The last month of 2021 provided plenty for sky watchers to take in. The Geminid meteor shower lit up the night sky with green fireballs in early December. Comet Leonard returned into our view as well for the first time in 70,000 years. And then at the end of the month the Ursid meteor shower gave us a celestial light show to close out 2021. Now with 2022 just beginning, we have a new meteor shower that is about to grace us with falling stars in the first part of January.

The Quadrantid meteor shower should be viewable tonight, January 2nd, and peak into the morning of January 3rd. This particular meteor shower will probably be one of the best of the coming year, producing a number of fireballs. To make the viewing of the Quadrantid meteor shower even better, the new moon will provide ideal conditions (provided the night sky is clear where you are). The new moon means that the night sky will be at its darkest, since there will be no visible moon. The meteor shower should continue to be viewable until around January 16th, according to different sources.
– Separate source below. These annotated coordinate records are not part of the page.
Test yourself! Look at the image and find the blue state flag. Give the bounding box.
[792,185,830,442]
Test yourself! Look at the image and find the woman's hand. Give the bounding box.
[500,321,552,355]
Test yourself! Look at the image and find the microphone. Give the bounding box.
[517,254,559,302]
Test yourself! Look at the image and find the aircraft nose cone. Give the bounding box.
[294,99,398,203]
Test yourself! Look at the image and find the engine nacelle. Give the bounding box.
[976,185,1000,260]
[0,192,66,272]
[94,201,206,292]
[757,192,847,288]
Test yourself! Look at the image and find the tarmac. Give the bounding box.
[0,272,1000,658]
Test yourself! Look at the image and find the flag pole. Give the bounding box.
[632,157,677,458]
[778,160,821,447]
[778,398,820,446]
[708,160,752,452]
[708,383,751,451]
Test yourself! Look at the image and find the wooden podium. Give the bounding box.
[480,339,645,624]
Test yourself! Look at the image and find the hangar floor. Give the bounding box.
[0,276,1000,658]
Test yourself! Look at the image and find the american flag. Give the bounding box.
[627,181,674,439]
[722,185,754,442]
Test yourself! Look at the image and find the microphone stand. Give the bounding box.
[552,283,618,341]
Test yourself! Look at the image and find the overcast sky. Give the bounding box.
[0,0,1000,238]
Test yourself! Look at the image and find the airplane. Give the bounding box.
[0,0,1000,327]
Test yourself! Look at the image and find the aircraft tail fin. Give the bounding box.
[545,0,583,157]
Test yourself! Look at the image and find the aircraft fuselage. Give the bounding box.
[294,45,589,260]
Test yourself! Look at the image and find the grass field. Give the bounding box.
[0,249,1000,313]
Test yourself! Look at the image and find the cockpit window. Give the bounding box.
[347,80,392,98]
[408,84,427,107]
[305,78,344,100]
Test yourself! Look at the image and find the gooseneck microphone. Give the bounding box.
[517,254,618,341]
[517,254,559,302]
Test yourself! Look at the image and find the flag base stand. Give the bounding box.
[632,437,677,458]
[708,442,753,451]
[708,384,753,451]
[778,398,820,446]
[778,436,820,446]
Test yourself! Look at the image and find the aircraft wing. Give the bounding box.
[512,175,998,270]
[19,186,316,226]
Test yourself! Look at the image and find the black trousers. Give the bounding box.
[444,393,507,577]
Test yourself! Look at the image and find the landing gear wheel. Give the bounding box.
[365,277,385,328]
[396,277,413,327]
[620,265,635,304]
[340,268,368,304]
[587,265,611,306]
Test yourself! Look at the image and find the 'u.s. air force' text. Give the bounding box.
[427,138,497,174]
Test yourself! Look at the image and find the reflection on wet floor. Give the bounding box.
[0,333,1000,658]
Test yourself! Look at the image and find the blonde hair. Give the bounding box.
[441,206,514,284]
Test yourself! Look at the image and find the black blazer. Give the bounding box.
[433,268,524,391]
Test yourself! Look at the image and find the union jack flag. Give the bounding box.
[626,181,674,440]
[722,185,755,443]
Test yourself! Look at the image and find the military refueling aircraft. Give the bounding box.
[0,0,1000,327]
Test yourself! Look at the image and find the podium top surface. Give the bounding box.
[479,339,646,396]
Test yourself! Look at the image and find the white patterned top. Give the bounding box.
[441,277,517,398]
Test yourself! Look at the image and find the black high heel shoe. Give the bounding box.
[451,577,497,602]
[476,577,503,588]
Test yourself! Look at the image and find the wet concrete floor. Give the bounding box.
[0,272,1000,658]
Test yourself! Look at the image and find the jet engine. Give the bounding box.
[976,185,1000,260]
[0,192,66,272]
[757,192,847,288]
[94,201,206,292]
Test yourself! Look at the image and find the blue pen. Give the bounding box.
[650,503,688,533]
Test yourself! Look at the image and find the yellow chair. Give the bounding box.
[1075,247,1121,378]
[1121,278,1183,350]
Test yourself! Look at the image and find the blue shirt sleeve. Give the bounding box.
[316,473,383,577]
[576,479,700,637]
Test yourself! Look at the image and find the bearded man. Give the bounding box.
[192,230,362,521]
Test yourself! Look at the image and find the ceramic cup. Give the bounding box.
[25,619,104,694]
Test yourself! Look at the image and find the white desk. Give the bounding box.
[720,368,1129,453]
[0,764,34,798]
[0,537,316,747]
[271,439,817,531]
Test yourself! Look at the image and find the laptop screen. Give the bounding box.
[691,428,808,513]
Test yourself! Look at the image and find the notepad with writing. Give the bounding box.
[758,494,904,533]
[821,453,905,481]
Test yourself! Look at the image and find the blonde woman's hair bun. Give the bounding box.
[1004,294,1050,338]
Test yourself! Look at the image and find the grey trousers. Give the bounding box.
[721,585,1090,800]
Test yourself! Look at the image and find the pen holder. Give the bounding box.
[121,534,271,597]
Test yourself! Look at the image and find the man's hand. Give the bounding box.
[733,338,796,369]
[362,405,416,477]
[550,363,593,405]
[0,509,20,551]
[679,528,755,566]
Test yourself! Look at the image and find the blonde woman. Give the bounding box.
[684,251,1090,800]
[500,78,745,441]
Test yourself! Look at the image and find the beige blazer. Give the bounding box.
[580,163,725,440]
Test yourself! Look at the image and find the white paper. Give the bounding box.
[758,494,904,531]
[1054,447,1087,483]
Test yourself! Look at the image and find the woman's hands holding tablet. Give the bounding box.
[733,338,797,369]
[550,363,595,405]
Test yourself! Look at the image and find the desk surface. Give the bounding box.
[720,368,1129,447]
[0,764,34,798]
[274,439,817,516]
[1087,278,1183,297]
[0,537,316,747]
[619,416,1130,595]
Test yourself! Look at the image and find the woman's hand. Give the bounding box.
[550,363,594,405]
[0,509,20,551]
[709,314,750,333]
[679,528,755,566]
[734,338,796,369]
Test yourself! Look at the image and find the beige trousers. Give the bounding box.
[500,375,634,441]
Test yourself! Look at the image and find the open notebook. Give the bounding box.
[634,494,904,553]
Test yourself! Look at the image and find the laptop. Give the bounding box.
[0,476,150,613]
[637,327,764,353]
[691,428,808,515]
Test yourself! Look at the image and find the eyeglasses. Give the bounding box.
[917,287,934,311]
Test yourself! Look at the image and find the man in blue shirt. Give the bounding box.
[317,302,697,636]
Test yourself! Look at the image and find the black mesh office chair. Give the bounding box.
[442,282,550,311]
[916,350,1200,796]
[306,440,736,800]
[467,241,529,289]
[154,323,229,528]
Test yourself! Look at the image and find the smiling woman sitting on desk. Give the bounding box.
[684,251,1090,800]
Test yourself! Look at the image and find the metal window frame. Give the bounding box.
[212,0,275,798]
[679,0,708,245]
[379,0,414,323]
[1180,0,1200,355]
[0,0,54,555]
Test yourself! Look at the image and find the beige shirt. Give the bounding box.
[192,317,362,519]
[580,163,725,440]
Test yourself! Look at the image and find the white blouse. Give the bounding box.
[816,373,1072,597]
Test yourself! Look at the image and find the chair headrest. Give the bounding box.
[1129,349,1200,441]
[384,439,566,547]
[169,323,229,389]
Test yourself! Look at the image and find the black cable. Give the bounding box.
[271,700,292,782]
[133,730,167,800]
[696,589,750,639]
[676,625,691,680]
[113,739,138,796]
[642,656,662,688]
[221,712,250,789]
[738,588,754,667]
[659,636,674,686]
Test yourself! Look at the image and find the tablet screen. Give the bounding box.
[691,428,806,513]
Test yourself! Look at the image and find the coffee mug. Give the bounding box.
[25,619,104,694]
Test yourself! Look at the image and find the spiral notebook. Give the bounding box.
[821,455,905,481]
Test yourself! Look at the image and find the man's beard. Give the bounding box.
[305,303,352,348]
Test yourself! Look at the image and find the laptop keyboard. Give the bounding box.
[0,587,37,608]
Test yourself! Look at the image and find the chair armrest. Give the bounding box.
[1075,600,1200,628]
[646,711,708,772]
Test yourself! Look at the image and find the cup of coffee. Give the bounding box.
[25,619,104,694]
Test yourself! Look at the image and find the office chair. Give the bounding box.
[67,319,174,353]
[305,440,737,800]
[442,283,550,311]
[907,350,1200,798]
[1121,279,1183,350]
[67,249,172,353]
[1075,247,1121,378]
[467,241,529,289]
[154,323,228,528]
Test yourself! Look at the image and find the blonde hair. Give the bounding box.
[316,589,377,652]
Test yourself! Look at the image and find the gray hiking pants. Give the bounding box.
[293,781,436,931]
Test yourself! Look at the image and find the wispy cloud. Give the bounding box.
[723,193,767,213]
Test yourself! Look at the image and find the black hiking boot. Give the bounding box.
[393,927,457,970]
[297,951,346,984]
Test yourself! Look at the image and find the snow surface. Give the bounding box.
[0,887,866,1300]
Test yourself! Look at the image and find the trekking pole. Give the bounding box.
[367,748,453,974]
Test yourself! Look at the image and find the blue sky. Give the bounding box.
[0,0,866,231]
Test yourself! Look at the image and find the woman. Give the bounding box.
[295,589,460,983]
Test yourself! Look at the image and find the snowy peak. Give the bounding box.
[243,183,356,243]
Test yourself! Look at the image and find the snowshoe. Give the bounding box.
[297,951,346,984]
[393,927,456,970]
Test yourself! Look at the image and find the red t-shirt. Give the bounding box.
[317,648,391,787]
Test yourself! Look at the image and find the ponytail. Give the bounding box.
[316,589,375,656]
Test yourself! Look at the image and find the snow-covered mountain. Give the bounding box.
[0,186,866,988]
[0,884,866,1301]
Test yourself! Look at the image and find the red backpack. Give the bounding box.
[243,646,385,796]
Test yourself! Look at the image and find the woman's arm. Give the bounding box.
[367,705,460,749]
If you are wanting to get the best viewing for the upcoming meteor shower, you will need to find a dark location away from city lights. Once you find your viewing spot, turn toward the northeast, and then look up. The meteors will appear to originate from the constellation Bootes, which includes the bright star Arcturus. Bootes and Arcturus are located just below the Big Dipper and slightly to the right. Bear in mind that these falling stars can appear anywhere in the night sky, however. Fun fact, the source of the Quadrantics is thought to be asteroid 2003 EH1, which itself might be an extinct comet.

On January 5th the moon will have returned to the night sky and along with it an opportunity for you to view Jupiter. On that night, look to the southwest after sunset and find the crescent Moon. The Moon and Jupiter will only be separated by about 4 degrees, which should make it possible to view them together with a pair of binoculars.

At the end of the month in the early hours of January 29th, you should be able to get a glimpse of the Moon near Mars. Mars will be returning to the night sky after passing behind the Sun the last few months. Because of this, NASA also stops communicating with its spacecraft at Mars for about 2 weeks every two years, when the planet is directly opposite of the Sun. Along with Mars you will also be able to take a peek at Venus. Venus will be rising before the Sun as the "Morning Star" and will be viewable in the southeastern sky.

The moon is set to dazzle us throughout 2022 as well. There will be 12 full moons, with two of those being big and bright supermoons. There will also be two full moons happening during alignments that will create a total lunar eclipse. The term supermoon varies among astronomers, but most consider it to be a full moon that is less than 223,000 miles (approximately 360,000 km) from Earth at its closest point of orbit. The two supermoons will be on display June 14th and July 13th, while the lunar eclipses are scheduled to appear on May 15th and November 8th.

One more fun fact for 2022 is that the Earth will make its closest approach to the Sun of the year on January 4th. The event, called perihelion, will put Earth about three million miles closer to the Sun than at its furthest point in June, called aphelion. Earth will also reach its fastest orbital speed of around 19 miles per second as well, according to EarthSky.

There is a lot to be excited about when it comes to astronomy and space in 2022. NASA is set to launch its first Artemis mission, which will culminate in putting boots back on the surface of the moon. We also have the James Webb Space Telescope to look forward to and all the potential discoveries it will make about our universe. Hopefully 2022 will provide us with a much better experience than the last couple of years have.